February is the perfect time for tree tapping and when you have a school campus with healthy Maple trees, a lesson plan is soon to follow. As part of a first grade STEAM project, Hobgood Elementary students tapped Maple trees on the school grounds this week to begin the harvest of Maple syrup.
Hobgood first graders began their unit of study with a visit from a community partner who introduced the concept of tree tapping in Middle Tennessee. Students continued to learn the science behind Maple syrup through identifying healthy trees, collecting weather data, assembling the correct harvesting equipment and finally making the first taps on the trees this week with first grade teacher, Martin Ridgley’s assistance.
“This was definitely an experiment,” says Ridgely. “We measured, discussed and planned for weeks but until the sap actually started flowing, we were all a little on edge.”

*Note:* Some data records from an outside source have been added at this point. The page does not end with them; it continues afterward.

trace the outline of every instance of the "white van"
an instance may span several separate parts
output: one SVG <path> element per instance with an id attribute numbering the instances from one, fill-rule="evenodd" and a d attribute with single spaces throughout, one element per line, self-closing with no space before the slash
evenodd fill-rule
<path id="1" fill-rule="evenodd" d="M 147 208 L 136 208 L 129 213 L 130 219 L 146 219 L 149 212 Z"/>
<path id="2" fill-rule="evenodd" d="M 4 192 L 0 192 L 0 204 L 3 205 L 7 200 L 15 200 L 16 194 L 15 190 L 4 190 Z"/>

Over one hundred students participated in this hands-on experience. Students identified healthy trees, drilled the initial hole and finally tapped the tree and inserted the tapping instrument.
Sap generally flows for four to six weeks. The first graders will watch and document the process of collection including changing out the collection jugs and demonstrating the experience throughout the month to all grade levels.
“Students were engaged and amazed at the rapid reaction of the tree and the sap collection,” says Hobgood Principal Quinena Bell. “This was definitely a new experience for our students and many of our staff members.”
The final stage of the process will be to create maple syrup by filtering and boiling the collected sap.